私もあまりの光の強さに目を閉じた。でも不思議と怖くなく、心は温かい気持ちで満たされていた。それはきっとエドワード様が側に居てくれるから……安心する胸にそっと頬を寄せた。
しばらくすると耳鳴りも遠ざかり、包み込むエドワードの服の感触も鮮明になってきた。思わずその感触を確かめようと、再度温かい胸に擦り寄った。
「おっと」
「きゃっ」
すると彼の身体がグラリと傾く。手を付きすぐに体勢を整えたが、私も思わず目の前の胸板に抱きついてしまった。
「……えっ?」
「は?」
2人の声が重なった……ふ、2人……?
咄嗟に自分の手を確認した。白く透き通る肌、綺麗に整えられた爪先。まさにそれは人間の、私の腕だった。
「え!あれ!?猫じゃない!?」
「ミア……?なぜここに……?」
エドワードは訳が分からないといった声で呟く。
「エドワード様!さっきまでの猫、実は私でした!理由は分からないのですが突然猫になってしまって……」
「とりあえず、何か着てくれないか……っ?」
彼は顔を背けた。その横顔の頬が赤く染まっているように見える。心なしか目も泳いでるようだ。

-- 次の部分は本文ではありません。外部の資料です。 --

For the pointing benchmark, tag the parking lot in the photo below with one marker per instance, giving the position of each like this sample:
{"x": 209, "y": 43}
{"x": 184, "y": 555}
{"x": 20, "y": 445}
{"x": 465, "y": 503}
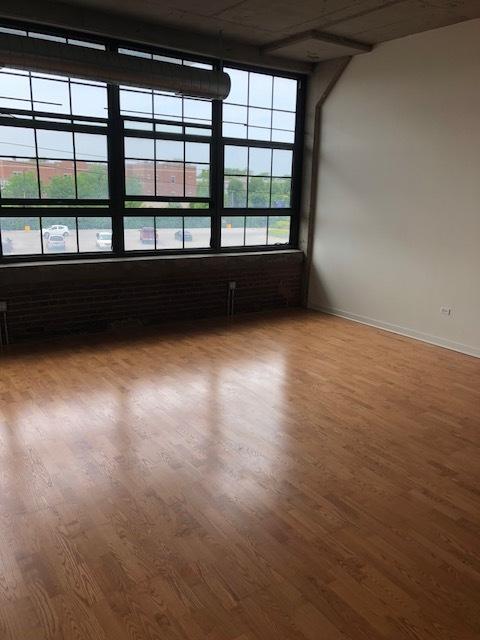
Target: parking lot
{"x": 30, "y": 242}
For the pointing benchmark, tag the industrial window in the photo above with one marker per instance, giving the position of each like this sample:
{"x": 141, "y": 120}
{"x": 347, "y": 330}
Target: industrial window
{"x": 94, "y": 169}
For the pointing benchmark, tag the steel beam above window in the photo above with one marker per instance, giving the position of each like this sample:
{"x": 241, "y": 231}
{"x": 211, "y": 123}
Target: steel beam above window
{"x": 113, "y": 68}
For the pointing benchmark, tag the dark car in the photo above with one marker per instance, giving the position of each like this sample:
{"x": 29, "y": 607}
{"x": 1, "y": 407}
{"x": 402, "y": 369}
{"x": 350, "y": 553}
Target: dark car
{"x": 7, "y": 246}
{"x": 148, "y": 235}
{"x": 187, "y": 235}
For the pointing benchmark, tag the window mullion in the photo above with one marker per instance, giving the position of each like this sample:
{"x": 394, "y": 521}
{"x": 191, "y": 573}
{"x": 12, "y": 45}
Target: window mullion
{"x": 116, "y": 168}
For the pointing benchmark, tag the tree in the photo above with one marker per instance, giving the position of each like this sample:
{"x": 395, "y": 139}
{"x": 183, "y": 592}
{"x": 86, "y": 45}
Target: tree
{"x": 235, "y": 192}
{"x": 21, "y": 185}
{"x": 59, "y": 187}
{"x": 281, "y": 188}
{"x": 259, "y": 192}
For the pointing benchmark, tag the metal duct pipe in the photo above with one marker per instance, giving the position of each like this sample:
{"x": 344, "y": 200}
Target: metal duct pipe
{"x": 20, "y": 52}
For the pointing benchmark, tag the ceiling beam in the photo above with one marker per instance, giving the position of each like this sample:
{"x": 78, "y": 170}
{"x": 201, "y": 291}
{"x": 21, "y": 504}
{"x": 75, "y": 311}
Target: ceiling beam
{"x": 321, "y": 36}
{"x": 127, "y": 28}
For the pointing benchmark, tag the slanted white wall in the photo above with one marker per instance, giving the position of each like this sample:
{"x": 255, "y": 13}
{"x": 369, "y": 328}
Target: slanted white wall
{"x": 397, "y": 231}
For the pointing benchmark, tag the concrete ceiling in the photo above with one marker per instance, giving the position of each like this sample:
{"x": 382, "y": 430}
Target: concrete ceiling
{"x": 305, "y": 30}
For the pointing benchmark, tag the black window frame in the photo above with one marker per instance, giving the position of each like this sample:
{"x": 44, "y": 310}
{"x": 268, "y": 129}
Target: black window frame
{"x": 116, "y": 208}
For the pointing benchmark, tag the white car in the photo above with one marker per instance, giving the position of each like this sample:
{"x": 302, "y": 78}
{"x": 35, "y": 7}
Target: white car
{"x": 56, "y": 243}
{"x": 56, "y": 230}
{"x": 104, "y": 240}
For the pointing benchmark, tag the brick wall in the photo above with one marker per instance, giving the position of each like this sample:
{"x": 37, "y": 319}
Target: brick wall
{"x": 54, "y": 299}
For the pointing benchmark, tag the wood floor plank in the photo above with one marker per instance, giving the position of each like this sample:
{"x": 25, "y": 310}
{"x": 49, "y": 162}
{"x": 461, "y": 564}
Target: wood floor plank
{"x": 276, "y": 477}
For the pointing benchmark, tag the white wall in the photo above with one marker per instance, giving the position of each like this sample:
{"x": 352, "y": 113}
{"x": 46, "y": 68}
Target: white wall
{"x": 397, "y": 231}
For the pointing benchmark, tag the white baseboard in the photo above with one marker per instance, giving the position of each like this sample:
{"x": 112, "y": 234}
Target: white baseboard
{"x": 403, "y": 331}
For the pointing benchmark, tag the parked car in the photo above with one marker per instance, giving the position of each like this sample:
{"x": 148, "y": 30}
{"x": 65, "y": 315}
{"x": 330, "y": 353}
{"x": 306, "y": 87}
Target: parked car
{"x": 56, "y": 243}
{"x": 104, "y": 240}
{"x": 187, "y": 235}
{"x": 57, "y": 230}
{"x": 148, "y": 235}
{"x": 7, "y": 246}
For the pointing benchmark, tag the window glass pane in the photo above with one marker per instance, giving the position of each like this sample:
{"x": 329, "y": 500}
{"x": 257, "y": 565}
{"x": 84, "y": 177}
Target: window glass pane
{"x": 17, "y": 142}
{"x": 18, "y": 178}
{"x": 282, "y": 163}
{"x": 232, "y": 113}
{"x": 170, "y": 179}
{"x": 94, "y": 234}
{"x": 197, "y": 152}
{"x": 163, "y": 204}
{"x": 139, "y": 177}
{"x": 283, "y": 136}
{"x": 259, "y": 117}
{"x": 167, "y": 107}
{"x": 260, "y": 161}
{"x": 139, "y": 233}
{"x": 92, "y": 180}
{"x": 278, "y": 229}
{"x": 283, "y": 120}
{"x": 135, "y": 103}
{"x": 239, "y": 89}
{"x": 20, "y": 236}
{"x": 233, "y": 231}
{"x": 256, "y": 230}
{"x": 281, "y": 189}
{"x": 57, "y": 178}
{"x": 235, "y": 192}
{"x": 284, "y": 94}
{"x": 235, "y": 131}
{"x": 89, "y": 100}
{"x": 197, "y": 180}
{"x": 169, "y": 150}
{"x": 197, "y": 109}
{"x": 50, "y": 95}
{"x": 169, "y": 232}
{"x": 55, "y": 144}
{"x": 139, "y": 148}
{"x": 14, "y": 92}
{"x": 256, "y": 133}
{"x": 90, "y": 146}
{"x": 260, "y": 91}
{"x": 236, "y": 160}
{"x": 59, "y": 235}
{"x": 197, "y": 232}
{"x": 259, "y": 192}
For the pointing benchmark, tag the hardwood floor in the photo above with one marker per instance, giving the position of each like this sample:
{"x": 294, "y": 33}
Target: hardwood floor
{"x": 295, "y": 477}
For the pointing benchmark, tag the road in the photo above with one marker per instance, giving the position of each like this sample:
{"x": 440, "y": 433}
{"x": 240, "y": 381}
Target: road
{"x": 29, "y": 242}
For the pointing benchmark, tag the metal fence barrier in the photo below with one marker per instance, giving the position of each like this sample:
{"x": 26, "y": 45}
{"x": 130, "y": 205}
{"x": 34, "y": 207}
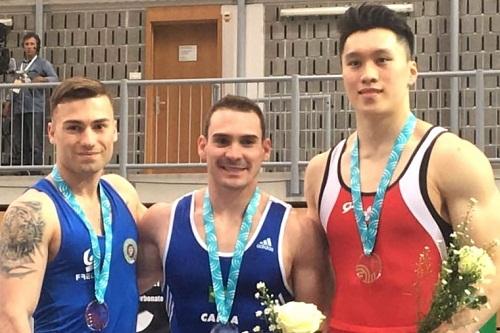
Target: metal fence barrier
{"x": 160, "y": 120}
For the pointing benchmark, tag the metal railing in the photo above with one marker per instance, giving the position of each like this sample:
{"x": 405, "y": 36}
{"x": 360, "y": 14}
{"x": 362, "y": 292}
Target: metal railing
{"x": 159, "y": 120}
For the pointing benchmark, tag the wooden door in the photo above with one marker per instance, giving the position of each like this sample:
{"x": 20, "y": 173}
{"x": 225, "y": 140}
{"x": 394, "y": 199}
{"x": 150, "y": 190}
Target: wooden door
{"x": 184, "y": 44}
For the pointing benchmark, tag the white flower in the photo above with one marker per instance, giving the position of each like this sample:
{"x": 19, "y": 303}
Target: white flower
{"x": 299, "y": 317}
{"x": 475, "y": 259}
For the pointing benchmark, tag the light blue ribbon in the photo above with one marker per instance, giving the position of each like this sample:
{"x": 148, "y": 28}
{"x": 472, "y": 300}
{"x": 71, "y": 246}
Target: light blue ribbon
{"x": 224, "y": 297}
{"x": 101, "y": 276}
{"x": 368, "y": 231}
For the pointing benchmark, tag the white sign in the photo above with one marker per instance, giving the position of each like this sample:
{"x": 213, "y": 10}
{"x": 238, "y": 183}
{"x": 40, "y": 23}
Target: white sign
{"x": 188, "y": 52}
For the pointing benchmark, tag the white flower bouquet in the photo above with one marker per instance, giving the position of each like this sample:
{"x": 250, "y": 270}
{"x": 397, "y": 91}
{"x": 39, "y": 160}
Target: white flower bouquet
{"x": 291, "y": 317}
{"x": 465, "y": 268}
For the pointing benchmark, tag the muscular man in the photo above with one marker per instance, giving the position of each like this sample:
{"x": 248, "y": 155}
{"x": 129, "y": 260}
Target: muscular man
{"x": 394, "y": 187}
{"x": 68, "y": 245}
{"x": 230, "y": 221}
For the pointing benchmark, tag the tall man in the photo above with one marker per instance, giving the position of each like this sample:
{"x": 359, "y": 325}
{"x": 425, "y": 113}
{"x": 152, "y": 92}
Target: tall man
{"x": 68, "y": 245}
{"x": 28, "y": 109}
{"x": 394, "y": 187}
{"x": 202, "y": 238}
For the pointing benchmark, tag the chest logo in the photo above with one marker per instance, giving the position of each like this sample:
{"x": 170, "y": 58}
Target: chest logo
{"x": 266, "y": 244}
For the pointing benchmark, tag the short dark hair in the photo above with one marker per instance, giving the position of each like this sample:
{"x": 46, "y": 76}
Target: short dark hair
{"x": 235, "y": 103}
{"x": 77, "y": 88}
{"x": 370, "y": 16}
{"x": 29, "y": 35}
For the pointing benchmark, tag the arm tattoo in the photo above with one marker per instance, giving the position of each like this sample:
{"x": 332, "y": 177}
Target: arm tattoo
{"x": 20, "y": 236}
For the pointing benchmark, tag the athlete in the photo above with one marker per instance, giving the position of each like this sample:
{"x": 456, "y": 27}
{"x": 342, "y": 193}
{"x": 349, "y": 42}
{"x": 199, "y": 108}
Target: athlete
{"x": 211, "y": 247}
{"x": 68, "y": 245}
{"x": 395, "y": 188}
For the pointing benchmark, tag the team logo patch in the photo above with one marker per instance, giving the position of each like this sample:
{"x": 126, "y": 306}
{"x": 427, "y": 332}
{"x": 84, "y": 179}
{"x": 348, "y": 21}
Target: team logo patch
{"x": 130, "y": 250}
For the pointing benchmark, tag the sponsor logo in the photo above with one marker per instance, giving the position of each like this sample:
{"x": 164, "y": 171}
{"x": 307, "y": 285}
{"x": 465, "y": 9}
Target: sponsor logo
{"x": 266, "y": 244}
{"x": 130, "y": 250}
{"x": 88, "y": 261}
{"x": 214, "y": 318}
{"x": 348, "y": 206}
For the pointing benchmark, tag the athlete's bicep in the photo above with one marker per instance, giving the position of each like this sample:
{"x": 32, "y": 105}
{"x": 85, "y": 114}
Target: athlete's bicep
{"x": 21, "y": 238}
{"x": 23, "y": 258}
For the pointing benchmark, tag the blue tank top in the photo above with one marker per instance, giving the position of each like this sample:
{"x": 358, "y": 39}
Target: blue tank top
{"x": 68, "y": 284}
{"x": 188, "y": 284}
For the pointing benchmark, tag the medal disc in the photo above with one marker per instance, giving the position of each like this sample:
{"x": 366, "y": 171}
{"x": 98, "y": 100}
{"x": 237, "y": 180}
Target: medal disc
{"x": 224, "y": 328}
{"x": 96, "y": 316}
{"x": 369, "y": 268}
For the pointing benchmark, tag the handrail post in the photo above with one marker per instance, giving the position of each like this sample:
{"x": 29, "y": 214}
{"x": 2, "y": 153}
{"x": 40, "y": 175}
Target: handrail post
{"x": 123, "y": 135}
{"x": 294, "y": 137}
{"x": 480, "y": 109}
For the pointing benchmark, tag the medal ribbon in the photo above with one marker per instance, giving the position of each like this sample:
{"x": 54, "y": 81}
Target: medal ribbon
{"x": 368, "y": 225}
{"x": 224, "y": 297}
{"x": 101, "y": 276}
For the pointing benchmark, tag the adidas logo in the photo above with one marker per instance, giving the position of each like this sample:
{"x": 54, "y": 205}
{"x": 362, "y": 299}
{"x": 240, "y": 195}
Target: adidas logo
{"x": 266, "y": 244}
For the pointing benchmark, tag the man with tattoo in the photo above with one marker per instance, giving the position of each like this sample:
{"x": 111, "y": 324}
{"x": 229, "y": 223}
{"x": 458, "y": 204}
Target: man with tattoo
{"x": 68, "y": 245}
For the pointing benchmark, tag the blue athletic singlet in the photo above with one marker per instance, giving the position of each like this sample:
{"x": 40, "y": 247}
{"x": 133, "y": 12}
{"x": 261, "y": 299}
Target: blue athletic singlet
{"x": 68, "y": 284}
{"x": 187, "y": 288}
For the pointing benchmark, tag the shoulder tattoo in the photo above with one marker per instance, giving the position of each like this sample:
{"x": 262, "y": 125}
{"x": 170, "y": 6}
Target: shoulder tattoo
{"x": 20, "y": 236}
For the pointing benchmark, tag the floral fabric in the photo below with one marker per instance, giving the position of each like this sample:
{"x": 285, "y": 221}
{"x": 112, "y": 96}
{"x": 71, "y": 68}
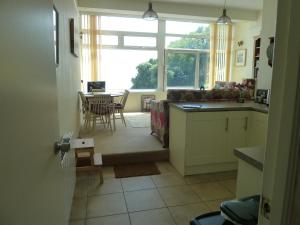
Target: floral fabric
{"x": 160, "y": 109}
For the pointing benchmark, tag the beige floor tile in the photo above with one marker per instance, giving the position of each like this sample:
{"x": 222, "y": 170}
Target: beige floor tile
{"x": 122, "y": 219}
{"x": 226, "y": 175}
{"x": 106, "y": 205}
{"x": 183, "y": 214}
{"x": 215, "y": 205}
{"x": 109, "y": 186}
{"x": 152, "y": 217}
{"x": 230, "y": 185}
{"x": 178, "y": 195}
{"x": 137, "y": 183}
{"x": 77, "y": 222}
{"x": 81, "y": 187}
{"x": 166, "y": 180}
{"x": 123, "y": 139}
{"x": 78, "y": 210}
{"x": 211, "y": 191}
{"x": 201, "y": 178}
{"x": 143, "y": 200}
{"x": 166, "y": 168}
{"x": 108, "y": 171}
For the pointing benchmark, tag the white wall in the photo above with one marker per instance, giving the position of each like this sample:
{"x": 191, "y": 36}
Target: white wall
{"x": 269, "y": 16}
{"x": 244, "y": 31}
{"x": 34, "y": 189}
{"x": 164, "y": 9}
{"x": 68, "y": 71}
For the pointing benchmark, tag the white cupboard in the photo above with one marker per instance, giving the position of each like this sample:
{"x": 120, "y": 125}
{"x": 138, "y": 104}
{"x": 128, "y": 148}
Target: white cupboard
{"x": 203, "y": 142}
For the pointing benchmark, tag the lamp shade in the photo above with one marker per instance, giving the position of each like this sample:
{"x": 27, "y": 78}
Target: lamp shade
{"x": 150, "y": 14}
{"x": 224, "y": 19}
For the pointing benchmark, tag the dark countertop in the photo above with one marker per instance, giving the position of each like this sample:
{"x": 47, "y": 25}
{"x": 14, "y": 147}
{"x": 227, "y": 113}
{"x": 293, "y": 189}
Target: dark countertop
{"x": 253, "y": 155}
{"x": 220, "y": 106}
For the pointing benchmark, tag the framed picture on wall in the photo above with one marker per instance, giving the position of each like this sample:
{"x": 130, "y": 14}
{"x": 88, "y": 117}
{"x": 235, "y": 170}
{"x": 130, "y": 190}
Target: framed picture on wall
{"x": 240, "y": 57}
{"x": 56, "y": 35}
{"x": 74, "y": 42}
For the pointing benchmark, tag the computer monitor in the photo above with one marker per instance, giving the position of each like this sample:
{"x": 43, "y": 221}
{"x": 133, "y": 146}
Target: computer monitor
{"x": 98, "y": 85}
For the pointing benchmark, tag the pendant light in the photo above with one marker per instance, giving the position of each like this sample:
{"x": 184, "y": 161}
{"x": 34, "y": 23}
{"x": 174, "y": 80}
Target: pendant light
{"x": 224, "y": 19}
{"x": 150, "y": 14}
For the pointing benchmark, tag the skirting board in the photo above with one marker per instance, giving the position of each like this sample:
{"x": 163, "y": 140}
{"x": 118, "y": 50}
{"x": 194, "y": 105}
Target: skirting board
{"x": 210, "y": 168}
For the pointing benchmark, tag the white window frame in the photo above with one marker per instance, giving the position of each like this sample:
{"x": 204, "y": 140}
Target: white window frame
{"x": 160, "y": 47}
{"x": 197, "y": 53}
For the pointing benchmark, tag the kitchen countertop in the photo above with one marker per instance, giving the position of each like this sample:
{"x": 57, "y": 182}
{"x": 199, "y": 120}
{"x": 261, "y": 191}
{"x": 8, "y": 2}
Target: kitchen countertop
{"x": 220, "y": 106}
{"x": 253, "y": 155}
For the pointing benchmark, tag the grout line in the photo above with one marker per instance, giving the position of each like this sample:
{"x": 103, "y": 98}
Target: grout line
{"x": 171, "y": 215}
{"x": 126, "y": 204}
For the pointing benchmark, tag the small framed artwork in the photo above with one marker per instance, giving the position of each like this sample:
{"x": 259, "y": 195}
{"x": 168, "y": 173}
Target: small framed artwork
{"x": 240, "y": 57}
{"x": 74, "y": 42}
{"x": 56, "y": 35}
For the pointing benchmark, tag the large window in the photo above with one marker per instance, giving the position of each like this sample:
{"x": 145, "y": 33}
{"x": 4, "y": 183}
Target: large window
{"x": 127, "y": 52}
{"x": 187, "y": 55}
{"x": 129, "y": 69}
{"x": 132, "y": 53}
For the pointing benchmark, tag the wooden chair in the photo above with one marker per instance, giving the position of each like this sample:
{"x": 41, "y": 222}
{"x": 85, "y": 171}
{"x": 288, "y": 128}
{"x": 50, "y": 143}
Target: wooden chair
{"x": 119, "y": 107}
{"x": 101, "y": 109}
{"x": 86, "y": 158}
{"x": 85, "y": 109}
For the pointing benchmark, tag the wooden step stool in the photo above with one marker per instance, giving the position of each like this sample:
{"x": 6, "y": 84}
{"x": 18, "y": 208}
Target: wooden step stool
{"x": 85, "y": 156}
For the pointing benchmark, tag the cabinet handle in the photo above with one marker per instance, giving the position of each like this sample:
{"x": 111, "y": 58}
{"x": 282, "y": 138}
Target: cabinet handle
{"x": 246, "y": 123}
{"x": 227, "y": 124}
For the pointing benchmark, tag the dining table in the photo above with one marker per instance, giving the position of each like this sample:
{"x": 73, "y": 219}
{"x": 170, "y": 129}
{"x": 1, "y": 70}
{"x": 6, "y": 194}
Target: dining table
{"x": 95, "y": 94}
{"x": 91, "y": 95}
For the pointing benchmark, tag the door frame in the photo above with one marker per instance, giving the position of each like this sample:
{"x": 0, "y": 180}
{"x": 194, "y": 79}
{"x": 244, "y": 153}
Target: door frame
{"x": 282, "y": 159}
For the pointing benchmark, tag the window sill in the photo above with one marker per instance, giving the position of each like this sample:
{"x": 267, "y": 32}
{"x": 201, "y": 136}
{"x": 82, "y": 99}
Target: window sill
{"x": 143, "y": 90}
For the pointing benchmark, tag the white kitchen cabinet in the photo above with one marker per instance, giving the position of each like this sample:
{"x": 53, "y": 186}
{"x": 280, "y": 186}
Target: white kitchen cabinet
{"x": 257, "y": 129}
{"x": 203, "y": 142}
{"x": 206, "y": 134}
{"x": 237, "y": 131}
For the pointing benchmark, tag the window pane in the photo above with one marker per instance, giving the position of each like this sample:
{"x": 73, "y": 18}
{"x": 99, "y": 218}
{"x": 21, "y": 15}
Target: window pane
{"x": 125, "y": 69}
{"x": 128, "y": 24}
{"x": 140, "y": 41}
{"x": 109, "y": 40}
{"x": 181, "y": 70}
{"x": 170, "y": 40}
{"x": 187, "y": 43}
{"x": 175, "y": 27}
{"x": 204, "y": 70}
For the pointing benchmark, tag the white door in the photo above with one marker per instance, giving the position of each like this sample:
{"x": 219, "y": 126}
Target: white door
{"x": 33, "y": 185}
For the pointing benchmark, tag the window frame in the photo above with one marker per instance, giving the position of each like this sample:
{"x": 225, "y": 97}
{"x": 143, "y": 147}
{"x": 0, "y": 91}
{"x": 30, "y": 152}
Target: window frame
{"x": 197, "y": 53}
{"x": 160, "y": 46}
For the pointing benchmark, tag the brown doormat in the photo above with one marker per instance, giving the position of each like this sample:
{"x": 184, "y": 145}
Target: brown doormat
{"x": 135, "y": 170}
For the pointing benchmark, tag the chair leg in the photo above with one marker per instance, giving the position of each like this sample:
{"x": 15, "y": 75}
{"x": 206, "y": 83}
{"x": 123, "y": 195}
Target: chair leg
{"x": 122, "y": 117}
{"x": 109, "y": 122}
{"x": 114, "y": 120}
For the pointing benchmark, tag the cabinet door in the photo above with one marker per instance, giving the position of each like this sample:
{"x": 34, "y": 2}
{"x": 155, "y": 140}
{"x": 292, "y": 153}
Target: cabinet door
{"x": 206, "y": 139}
{"x": 257, "y": 130}
{"x": 237, "y": 131}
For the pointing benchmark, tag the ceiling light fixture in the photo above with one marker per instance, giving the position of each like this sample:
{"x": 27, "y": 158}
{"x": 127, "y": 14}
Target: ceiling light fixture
{"x": 150, "y": 14}
{"x": 224, "y": 19}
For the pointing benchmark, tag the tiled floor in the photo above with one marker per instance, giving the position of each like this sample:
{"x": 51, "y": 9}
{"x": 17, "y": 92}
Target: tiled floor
{"x": 166, "y": 199}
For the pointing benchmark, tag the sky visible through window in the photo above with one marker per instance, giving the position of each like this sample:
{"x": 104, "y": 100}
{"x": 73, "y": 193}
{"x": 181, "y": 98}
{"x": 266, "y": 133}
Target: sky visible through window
{"x": 119, "y": 66}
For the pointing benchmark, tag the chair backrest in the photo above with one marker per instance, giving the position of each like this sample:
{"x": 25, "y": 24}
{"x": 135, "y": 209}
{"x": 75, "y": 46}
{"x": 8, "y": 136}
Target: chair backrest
{"x": 101, "y": 104}
{"x": 84, "y": 101}
{"x": 124, "y": 99}
{"x": 98, "y": 90}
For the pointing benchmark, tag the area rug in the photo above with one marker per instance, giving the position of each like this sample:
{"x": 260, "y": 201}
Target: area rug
{"x": 138, "y": 120}
{"x": 135, "y": 170}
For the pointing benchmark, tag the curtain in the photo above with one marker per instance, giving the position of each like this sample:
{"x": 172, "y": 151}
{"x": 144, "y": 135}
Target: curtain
{"x": 220, "y": 48}
{"x": 90, "y": 48}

「今朝は会う約束を破ってしまってごめんなさい……わざと破ったわけではないのです。」
「説明の前に服を……」
「でも猫っていいですね!身体が軽くてたくさん動けるし
なにより可愛……」
「ふ、服を着ろ―!!」
「わっ」
ぼふんっと、目の前が柔らかい布で視界が遮られた。どうやら彼が薄い掛け布団を投げつけたようだ。布団から顔を出そうともがく。
ん?ちょっと待って……服を着ろって……そういえば先程確認した腕に服はなく、足元にドレスの裾などもなかった気が……?
恥ずかしい事実を自覚し、みるみるうちに顔に熱が集まる。
「いや――――!!!!」
羞恥に身体を戦慄かせ悲鳴をあげた。戻れた喜びで服を纏っていなかったことに気付かなかった。
エドワードの顔が見れず、投げつけられた布団に自ら包まる。なんて失態だ、男の人に素肌を晒してしまうなんて……!
お父様お母様ごめんなさい、娘はもうお嫁に行けないかもしれません。没落回避政略結婚計画は失敗する可能性が高いです……エドワード様もさぞ呆れていることでしょう。
「猫に戻りたい……」
ぼそりと漏れた言葉とともに、涙が一筋頬を伝った。